В этот ранний час людей на базаре было много. Они покупали овощи, рыбу, свинину, корзины их наполнялись, но никому не нужны были горячие сако-сай-мо или свежие, завёрнутые в капустные листья мыанг-лао. Иные покупатели проходили так близко, что полой одежды задевали ротанговые побеги, на которых держались корзины, но ни один из них не пожалел старуху. Они даже едва ли и замечали её, сгорбленную и поникшую, едва ли слышали, как она молит их купить у неё пельмени. Не поворачивая головы, не глядя, они проходили мимо, словно задели не человека, а бревно.
Солнце поднялось высоко и припекало не на шутку, в базарных лавках начали сворачивать торговлю, а ей так ничего и не удалось продать. Она уже изжевала три или четыре порции бетеля и, потеряв всякую надежду, собиралась уходить, как вдруг раздался женский голос: "Бабушка, дай-ка мне сако на три сатанга(6)".
Трясущимися руками она завернуля пельмени в банановый лист и закрепила его бамбуковой прищепкой, но покупательница напомнила: "А петрушка, бабушка?" В самом деле, петрушки не было. Она перевернула корзину вверх дном, но ничего не нашла. забыла! Губы у неё задрожали. Подобострастно глядя на покупательницу, она робко предложила: "Пожалуйста, подождите добрая женщина, я куплю немного для вас".
- Некогда мне ждать! - раскричалась покупательница, молодая женщина - чуть старше двадцати - с тощим сопливым ребёнком на руках. - Нет, вы представляете, продавать сако-сай-мо без петрушки! Ничего мне не надо! - Она прямо задыхалась от возмущения.
Старуха молча глядела ей вслед. Сама виновата - могла заработать три сатанга, а теперь оставайся ни с чем. Но молодая мать тут же вернулась: ребёнок хныкал, упрямо требуя пельменей.
- Ладно, бабушка, давайте. У-у, жадина! Да не трудитесь вы снова заворачивать. Прямо сейчас ведь съест.
Женщина бросила на бамбуковый поддон пятисатанговую монету, взяла пельмени, понюхала, откусила от одного половину, а половину пихнула ребёнку в рот. Старуха приподняла поддон, пошарила в корзине и вытащила завязанную узлом тряпицу, которая когда-то была красной, а теперь затёрлась до черноты, развязала и стала отсчитывать сатанговые медяки: один, два... Нет, нет, этот новенький, отдам лучше старый. Перед тем как вручить покупательнице сдачу, она пошевелила монетки на лодони, чтобы удостовериться, что их две, а не три. Убедившись, что счёт верен, она протянула их женщине. Потом, высоко подняв пятисатанговик, швырнула его на мостовую. Звенит - значит, не фальшивый. Подобрала монету, завязала в угол лоскута, снова спрятала в свой "кошелёк" на дно корзины. Пора уходить с базара. Она взгромоздила коромысло на плечи и замешкалась, словно вспомнив что-то. Сняла коромысло и снова села. Опять приподняла поддон, вынула "кошелёк", развязала узел и достала несколько медных монет - надо купить петрушки...
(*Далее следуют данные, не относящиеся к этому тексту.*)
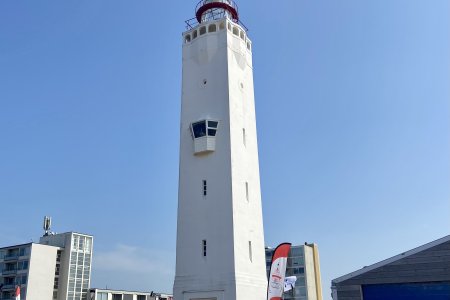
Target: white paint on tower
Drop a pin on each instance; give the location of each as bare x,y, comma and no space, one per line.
220,240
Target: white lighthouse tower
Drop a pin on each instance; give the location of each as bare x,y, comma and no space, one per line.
220,239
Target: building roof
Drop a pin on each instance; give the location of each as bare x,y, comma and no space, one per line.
27,244
392,259
15,246
126,292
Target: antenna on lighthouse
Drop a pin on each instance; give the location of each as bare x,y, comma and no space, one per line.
47,225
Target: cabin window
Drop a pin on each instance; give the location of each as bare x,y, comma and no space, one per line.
212,28
204,128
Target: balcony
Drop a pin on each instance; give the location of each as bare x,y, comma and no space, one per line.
8,287
11,257
8,272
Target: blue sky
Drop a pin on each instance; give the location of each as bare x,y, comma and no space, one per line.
353,114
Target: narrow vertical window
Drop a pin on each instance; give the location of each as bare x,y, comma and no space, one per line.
246,191
205,188
204,248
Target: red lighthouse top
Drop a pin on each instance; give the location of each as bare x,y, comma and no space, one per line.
207,10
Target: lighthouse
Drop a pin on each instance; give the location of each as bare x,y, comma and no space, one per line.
220,239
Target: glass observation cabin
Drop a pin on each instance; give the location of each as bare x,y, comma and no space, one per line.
211,10
204,135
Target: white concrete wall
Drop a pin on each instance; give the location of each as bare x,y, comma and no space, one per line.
310,274
224,217
41,274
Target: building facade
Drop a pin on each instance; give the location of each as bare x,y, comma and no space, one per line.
420,273
303,262
58,267
220,239
107,294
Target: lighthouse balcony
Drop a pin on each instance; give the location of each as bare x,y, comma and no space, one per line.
204,135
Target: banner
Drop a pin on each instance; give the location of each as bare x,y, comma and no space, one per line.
277,272
289,283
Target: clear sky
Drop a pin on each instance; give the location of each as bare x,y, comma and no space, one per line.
353,115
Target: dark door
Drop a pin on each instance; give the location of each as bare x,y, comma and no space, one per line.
407,291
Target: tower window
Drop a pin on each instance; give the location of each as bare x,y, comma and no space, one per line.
204,248
246,191
204,128
241,33
212,28
205,188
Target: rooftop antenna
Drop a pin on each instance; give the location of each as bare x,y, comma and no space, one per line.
47,225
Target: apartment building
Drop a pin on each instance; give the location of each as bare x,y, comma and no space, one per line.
58,267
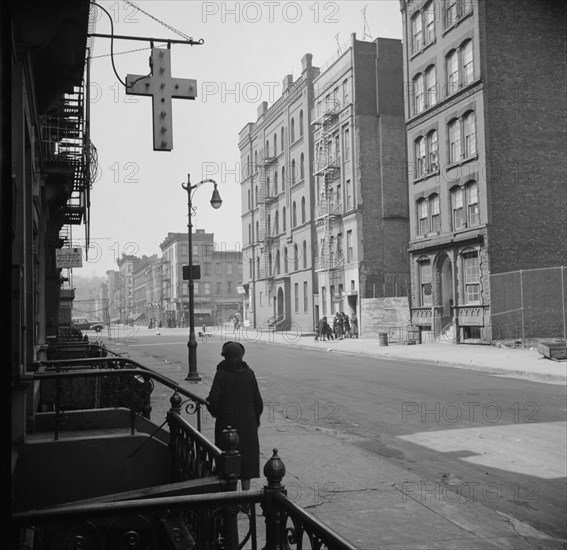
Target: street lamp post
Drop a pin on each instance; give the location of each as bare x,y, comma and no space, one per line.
216,202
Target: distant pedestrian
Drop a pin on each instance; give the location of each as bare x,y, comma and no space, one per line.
354,325
338,326
324,331
346,325
234,400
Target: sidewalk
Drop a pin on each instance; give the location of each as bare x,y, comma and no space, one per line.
506,361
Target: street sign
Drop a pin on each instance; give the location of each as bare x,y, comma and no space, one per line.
68,257
196,272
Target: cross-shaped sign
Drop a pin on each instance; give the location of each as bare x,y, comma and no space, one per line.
162,87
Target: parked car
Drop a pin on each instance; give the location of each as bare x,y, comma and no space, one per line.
82,323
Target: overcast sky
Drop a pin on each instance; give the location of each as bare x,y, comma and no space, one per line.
248,48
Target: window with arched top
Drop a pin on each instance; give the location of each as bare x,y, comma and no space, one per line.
430,84
452,62
454,131
469,134
419,148
424,277
418,94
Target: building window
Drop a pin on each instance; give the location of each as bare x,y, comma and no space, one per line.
430,86
469,125
425,291
420,157
349,246
435,209
455,10
468,65
471,268
454,141
432,152
419,94
473,212
452,72
429,16
422,217
417,32
457,200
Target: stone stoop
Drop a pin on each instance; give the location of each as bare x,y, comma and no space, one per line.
448,336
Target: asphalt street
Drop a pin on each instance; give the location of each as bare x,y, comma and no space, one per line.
397,454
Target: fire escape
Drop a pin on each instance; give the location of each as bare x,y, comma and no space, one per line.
265,238
329,207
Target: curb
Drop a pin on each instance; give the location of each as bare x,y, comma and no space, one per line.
536,377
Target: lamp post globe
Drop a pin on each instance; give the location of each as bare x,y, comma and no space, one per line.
216,202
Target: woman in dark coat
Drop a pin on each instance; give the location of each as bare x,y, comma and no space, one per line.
235,401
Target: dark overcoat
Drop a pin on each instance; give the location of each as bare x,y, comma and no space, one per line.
235,401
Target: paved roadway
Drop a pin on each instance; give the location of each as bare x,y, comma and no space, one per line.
396,454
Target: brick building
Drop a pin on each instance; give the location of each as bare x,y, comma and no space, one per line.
216,297
324,201
361,198
277,207
485,107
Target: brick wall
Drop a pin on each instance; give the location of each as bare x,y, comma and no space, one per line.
383,314
526,108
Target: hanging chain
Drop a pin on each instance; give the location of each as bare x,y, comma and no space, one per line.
173,29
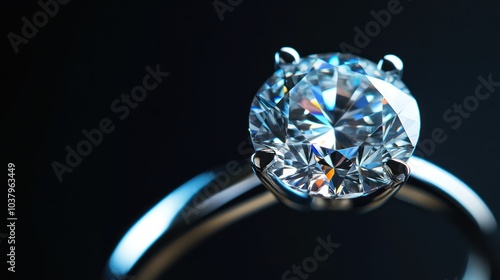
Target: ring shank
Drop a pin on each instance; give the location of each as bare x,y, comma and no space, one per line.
200,208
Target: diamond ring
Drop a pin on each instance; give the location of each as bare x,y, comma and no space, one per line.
330,131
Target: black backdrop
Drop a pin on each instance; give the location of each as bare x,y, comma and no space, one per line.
67,76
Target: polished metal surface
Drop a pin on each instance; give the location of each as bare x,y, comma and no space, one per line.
431,188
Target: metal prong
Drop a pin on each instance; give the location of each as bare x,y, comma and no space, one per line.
391,64
261,159
399,171
286,55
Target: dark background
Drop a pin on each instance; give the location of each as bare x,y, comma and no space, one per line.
65,78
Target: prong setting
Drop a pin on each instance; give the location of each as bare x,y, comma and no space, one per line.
286,55
391,64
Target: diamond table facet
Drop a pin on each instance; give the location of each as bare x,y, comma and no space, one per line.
334,120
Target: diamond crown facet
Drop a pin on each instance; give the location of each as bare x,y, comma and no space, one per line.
334,120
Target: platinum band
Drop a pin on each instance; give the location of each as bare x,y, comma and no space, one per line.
429,187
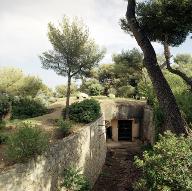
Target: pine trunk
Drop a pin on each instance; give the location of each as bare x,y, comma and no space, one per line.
68,98
167,54
174,120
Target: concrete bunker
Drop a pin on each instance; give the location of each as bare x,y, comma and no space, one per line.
129,121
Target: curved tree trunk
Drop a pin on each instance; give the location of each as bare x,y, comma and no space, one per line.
174,120
66,116
167,54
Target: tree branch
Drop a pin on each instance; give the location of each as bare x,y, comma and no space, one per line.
172,70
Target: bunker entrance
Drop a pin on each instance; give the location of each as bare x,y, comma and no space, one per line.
125,130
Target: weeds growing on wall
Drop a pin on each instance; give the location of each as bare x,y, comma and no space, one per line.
167,167
74,180
27,142
64,128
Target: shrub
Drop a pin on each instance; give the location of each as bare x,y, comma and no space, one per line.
2,124
27,142
126,91
184,100
5,106
64,128
3,137
168,166
92,87
27,107
74,180
85,111
61,90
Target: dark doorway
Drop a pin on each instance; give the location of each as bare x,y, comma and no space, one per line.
109,132
125,130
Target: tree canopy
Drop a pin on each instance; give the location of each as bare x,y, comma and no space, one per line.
73,52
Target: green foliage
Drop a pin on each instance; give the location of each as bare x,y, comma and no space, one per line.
2,124
92,87
64,128
168,166
128,68
73,50
181,59
26,143
178,86
74,180
4,136
5,106
61,90
74,53
85,111
161,19
184,100
26,107
126,91
15,83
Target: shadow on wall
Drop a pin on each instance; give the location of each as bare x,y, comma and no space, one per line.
86,150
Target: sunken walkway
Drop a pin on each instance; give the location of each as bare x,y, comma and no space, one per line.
119,172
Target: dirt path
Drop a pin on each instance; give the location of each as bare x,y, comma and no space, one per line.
118,173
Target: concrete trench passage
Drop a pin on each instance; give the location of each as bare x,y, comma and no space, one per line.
119,172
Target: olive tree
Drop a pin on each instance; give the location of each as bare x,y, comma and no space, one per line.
74,53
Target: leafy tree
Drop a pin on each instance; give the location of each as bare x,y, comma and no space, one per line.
107,77
168,22
182,59
73,54
173,120
61,90
128,69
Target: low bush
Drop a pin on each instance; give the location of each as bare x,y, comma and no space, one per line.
92,87
27,142
2,124
27,107
64,128
3,137
5,106
85,111
74,180
167,167
184,100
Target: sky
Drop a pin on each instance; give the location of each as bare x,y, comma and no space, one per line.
23,31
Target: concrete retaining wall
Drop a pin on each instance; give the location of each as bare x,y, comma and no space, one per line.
85,149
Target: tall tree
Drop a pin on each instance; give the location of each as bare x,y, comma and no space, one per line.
128,66
168,22
174,120
73,54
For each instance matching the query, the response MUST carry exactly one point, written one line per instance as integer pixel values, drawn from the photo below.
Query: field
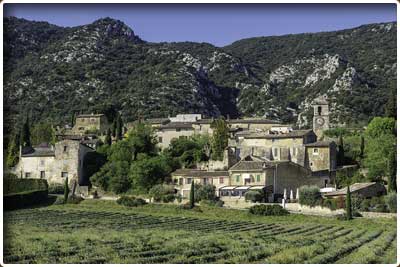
(102, 232)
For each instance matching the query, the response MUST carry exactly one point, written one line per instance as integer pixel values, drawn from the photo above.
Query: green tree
(13, 151)
(381, 126)
(119, 127)
(219, 139)
(191, 196)
(392, 170)
(66, 190)
(43, 133)
(107, 140)
(142, 139)
(340, 155)
(25, 136)
(148, 171)
(349, 215)
(391, 105)
(362, 147)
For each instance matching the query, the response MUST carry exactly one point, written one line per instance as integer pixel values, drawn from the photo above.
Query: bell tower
(321, 116)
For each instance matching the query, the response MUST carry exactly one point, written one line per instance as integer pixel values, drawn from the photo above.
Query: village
(262, 156)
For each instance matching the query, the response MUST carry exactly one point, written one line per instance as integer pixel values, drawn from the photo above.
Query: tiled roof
(353, 188)
(199, 173)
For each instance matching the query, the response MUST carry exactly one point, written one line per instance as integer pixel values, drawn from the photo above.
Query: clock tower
(321, 116)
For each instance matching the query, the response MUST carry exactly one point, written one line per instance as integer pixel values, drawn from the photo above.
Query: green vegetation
(219, 139)
(96, 231)
(130, 201)
(310, 196)
(268, 210)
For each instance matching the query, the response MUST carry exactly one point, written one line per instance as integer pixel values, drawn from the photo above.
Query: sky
(218, 24)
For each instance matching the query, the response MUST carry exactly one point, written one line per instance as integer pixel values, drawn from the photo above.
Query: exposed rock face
(52, 72)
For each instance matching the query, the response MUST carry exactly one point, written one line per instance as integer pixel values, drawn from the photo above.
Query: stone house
(94, 123)
(183, 178)
(54, 163)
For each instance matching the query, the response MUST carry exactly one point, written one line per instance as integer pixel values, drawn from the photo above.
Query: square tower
(321, 116)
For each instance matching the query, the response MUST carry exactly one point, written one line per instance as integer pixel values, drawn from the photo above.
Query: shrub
(309, 195)
(130, 201)
(73, 199)
(391, 202)
(329, 203)
(24, 199)
(212, 203)
(253, 196)
(56, 188)
(162, 192)
(268, 210)
(12, 186)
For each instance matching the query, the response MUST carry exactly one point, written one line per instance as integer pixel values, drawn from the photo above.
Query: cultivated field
(103, 232)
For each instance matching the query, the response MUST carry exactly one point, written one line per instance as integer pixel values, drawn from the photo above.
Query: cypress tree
(25, 136)
(66, 190)
(119, 126)
(348, 204)
(108, 137)
(392, 169)
(191, 197)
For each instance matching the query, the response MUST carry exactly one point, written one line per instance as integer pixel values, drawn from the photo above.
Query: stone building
(183, 178)
(91, 123)
(54, 163)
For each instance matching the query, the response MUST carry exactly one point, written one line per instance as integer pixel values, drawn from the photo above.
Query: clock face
(320, 121)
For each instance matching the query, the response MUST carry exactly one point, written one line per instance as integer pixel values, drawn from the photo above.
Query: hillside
(52, 72)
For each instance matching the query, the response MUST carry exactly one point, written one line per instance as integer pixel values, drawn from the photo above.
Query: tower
(321, 116)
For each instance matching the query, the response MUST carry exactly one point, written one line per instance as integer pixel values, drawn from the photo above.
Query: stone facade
(65, 159)
(91, 123)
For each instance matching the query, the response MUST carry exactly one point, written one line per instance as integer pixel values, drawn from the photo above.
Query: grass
(96, 231)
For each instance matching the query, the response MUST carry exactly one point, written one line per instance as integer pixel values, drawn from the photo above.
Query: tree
(148, 171)
(43, 133)
(118, 127)
(391, 105)
(66, 190)
(191, 196)
(107, 140)
(13, 151)
(219, 139)
(362, 147)
(349, 215)
(142, 139)
(340, 155)
(392, 169)
(25, 136)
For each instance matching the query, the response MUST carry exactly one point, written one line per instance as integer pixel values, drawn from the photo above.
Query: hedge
(24, 199)
(12, 186)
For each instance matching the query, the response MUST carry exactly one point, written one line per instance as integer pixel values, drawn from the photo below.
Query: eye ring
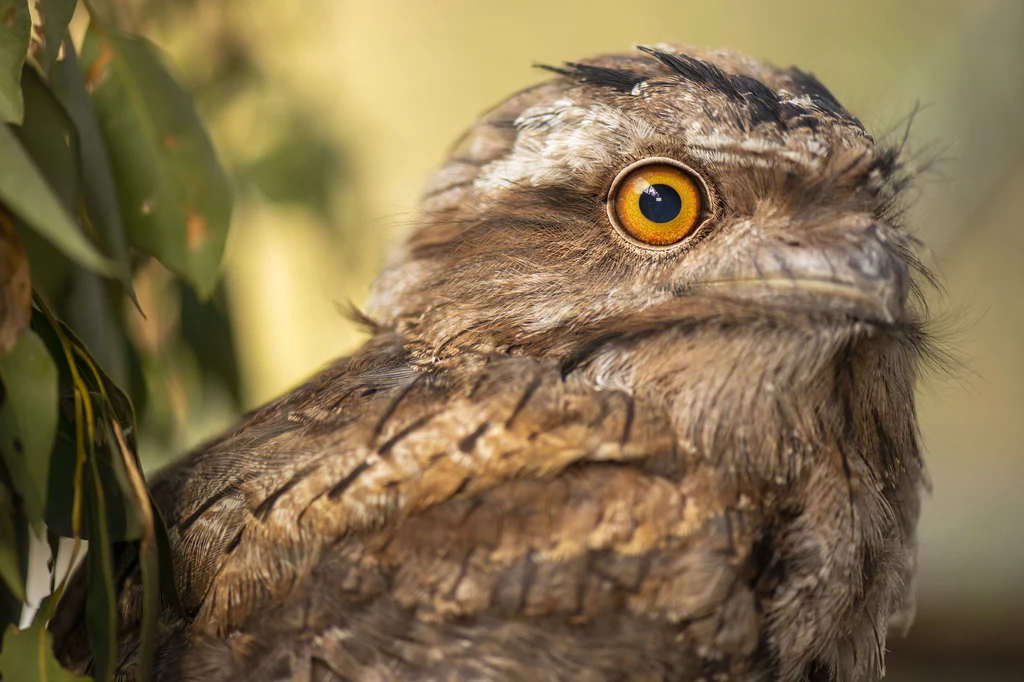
(656, 203)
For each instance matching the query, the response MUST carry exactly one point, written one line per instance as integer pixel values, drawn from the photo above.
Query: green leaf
(55, 15)
(100, 602)
(175, 199)
(49, 137)
(26, 193)
(15, 30)
(28, 654)
(97, 178)
(12, 554)
(28, 419)
(104, 398)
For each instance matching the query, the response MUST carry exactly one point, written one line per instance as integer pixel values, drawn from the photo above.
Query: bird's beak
(852, 273)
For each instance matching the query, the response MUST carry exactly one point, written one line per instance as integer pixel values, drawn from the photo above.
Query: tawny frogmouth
(638, 405)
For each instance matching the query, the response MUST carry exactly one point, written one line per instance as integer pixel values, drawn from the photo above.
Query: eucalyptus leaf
(11, 550)
(15, 30)
(28, 419)
(28, 654)
(175, 199)
(48, 135)
(26, 193)
(107, 400)
(68, 85)
(100, 602)
(55, 15)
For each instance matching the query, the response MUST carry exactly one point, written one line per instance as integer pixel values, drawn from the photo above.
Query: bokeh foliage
(105, 173)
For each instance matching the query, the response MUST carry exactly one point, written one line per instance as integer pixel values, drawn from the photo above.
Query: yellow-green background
(330, 113)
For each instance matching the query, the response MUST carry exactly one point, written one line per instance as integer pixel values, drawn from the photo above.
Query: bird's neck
(764, 400)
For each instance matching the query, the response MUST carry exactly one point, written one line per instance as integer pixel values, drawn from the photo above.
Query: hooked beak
(854, 274)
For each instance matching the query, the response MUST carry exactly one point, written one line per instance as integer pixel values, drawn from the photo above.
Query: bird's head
(651, 188)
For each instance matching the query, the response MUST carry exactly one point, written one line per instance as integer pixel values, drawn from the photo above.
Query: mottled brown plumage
(563, 456)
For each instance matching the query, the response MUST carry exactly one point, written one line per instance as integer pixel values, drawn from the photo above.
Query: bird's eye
(655, 202)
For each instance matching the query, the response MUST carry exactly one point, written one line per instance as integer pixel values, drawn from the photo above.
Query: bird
(637, 403)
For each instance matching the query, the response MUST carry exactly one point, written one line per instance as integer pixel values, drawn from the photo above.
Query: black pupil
(659, 203)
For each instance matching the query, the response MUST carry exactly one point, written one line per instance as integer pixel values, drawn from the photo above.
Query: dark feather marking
(264, 508)
(469, 442)
(404, 431)
(617, 79)
(207, 504)
(527, 393)
(236, 541)
(819, 94)
(695, 71)
(844, 393)
(528, 577)
(628, 421)
(389, 411)
(762, 101)
(345, 482)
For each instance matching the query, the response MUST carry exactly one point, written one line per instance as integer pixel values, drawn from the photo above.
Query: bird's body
(580, 448)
Выйдя с базара, она двинулась вдоль домов, то и дело останавливаясь и предлагая свой товар - мало-помалу он всё же расходился. Иногда она останавливалась просто передохнуть и сунуть в рот очередную порцию бетелевой жвачки. И тогда, развлекая себя, снова и снова доставала "кошелёк", распускала узел и пересчитывала свои капиталы. В одном уголке хранились деньги, предназначенные для оплаты сако-сай-мо, в другом - для мыанг-лао. Сегодняшняя выручка вместе с мелочью, накопившейся за предыдущие дни, была завязана в отдельный узелок. Обозрев своё богатство, она снова поднимала коромысло на плечи и продолжала свой путь, объявляя о себе покупателям:
- А вот разносчица! Кому, кому сако-сай-мо, кому мыанг-лао?
- Где разносчица? Ох, нет! Лучше не надо. Старуха, да такая грязная...
- Ну мамуля, ну купи, есть хочу! - канючили малыши.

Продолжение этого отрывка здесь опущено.